There are organizations that are small enough to follow an informal or even undocumented process and still produce a product of sufficient quality to meet market needs. When these organizations attempt to develop a safety product, they inevitably fall short of meeting the requirements of IEC 61508. A formalized process that is reviewed and approved, along with project phase deliverables, are a major focus of the standard.
It can be hard to get buy-in from the development team…they just want to get something done. As a starting point, you have to put some infrastructure in place. ISO 9000 compliance is a good place to start, because a good quality management system (QMS) is a perfect foundation for a safety development process. This is a basic “say what you do and do what you say” system, and it provides formalized recording of your processes and a structured way to change and maintain them. Once your written processes are in place, you know what you have, and what you have not. But just as a house foundation does not provide shelter from the environment without walls and a roof, the QMS alone is not enough for a compliant IEC 61508 process.

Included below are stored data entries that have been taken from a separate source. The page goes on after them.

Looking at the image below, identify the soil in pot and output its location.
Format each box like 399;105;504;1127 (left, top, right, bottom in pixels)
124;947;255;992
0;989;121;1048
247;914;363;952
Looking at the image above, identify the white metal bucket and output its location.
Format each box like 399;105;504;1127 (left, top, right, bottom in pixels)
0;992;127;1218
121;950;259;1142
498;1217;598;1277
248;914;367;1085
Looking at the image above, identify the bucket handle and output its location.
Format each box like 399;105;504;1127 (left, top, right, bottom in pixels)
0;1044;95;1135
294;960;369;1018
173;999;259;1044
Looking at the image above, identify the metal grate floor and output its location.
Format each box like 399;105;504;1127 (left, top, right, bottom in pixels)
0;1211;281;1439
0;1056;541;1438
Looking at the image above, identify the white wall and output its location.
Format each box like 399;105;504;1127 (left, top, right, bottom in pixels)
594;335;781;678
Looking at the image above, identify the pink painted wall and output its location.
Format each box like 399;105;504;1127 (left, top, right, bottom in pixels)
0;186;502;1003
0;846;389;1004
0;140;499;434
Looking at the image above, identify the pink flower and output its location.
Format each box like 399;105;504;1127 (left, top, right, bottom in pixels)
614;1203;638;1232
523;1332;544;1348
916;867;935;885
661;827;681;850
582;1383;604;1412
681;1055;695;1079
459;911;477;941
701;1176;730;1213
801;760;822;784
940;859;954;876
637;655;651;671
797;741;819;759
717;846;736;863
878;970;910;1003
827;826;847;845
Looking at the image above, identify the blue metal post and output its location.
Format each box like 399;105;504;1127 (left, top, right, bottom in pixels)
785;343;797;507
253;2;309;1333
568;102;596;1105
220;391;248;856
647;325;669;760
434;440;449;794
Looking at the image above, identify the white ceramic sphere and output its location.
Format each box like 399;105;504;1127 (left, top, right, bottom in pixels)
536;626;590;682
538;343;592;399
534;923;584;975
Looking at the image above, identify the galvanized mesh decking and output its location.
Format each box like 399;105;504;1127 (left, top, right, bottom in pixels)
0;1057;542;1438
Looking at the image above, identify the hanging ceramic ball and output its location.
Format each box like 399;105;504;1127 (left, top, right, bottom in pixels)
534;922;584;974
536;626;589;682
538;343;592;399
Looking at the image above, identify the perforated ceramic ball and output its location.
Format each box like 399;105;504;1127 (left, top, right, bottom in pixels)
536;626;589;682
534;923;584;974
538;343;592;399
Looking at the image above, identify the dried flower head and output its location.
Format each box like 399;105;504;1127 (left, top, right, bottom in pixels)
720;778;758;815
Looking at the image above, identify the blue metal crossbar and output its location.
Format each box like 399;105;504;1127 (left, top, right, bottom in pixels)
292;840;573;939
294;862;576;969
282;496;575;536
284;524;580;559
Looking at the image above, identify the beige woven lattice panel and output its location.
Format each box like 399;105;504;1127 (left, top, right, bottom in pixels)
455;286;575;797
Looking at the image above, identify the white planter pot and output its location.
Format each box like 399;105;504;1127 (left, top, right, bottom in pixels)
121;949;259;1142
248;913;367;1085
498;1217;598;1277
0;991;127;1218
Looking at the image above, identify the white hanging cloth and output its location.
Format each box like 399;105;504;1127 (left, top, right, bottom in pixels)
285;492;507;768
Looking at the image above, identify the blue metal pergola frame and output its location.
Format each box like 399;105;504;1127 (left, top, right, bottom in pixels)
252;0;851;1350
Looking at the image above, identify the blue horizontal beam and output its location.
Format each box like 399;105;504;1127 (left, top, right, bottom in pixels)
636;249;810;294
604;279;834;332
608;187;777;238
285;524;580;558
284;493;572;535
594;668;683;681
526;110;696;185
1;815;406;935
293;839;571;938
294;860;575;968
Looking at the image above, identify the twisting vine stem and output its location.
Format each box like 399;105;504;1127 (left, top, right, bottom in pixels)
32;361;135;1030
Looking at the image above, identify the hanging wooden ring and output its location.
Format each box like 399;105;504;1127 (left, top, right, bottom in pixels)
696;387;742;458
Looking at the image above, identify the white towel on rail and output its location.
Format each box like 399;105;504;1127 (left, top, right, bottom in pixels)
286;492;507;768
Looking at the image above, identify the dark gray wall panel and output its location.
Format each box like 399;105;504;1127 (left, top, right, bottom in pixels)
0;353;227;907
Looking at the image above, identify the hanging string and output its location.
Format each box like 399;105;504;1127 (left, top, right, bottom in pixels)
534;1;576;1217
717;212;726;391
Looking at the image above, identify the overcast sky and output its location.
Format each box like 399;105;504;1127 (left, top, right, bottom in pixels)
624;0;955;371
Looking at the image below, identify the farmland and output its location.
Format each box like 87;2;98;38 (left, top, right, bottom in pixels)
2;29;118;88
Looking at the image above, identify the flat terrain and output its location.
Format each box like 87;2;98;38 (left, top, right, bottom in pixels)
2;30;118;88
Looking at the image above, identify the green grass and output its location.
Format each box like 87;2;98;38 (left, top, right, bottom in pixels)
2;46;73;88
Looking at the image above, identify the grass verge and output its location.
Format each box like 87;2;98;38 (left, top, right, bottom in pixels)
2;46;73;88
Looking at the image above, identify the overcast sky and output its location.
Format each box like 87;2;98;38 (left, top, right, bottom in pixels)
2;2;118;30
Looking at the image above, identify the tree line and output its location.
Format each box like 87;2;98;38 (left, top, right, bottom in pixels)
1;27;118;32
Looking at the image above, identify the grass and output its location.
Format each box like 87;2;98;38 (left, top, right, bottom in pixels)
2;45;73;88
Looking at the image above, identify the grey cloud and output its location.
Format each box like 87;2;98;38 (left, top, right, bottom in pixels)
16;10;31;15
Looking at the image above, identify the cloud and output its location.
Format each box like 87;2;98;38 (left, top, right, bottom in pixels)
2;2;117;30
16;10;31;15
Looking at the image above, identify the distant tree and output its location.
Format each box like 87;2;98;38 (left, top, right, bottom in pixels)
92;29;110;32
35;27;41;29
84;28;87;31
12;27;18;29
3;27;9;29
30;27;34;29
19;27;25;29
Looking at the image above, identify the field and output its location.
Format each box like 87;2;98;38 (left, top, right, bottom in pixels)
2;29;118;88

In the overall development process, each phase is divided into elementary activities with the scope, inputs, and outputs specified for each phase. A V-Model approach considers these distinct phases:
- Concept
- Requirements
- Architecture design
- Detailed design
- Implementation
- Unit test
- Integration test
- Validation test
In addition, there are three non-phase-specific processes that need to be considered:
- Documentation Management
- Configuration Management
- Functional Safety Management
These three areas provide support and structure across all of the development phases.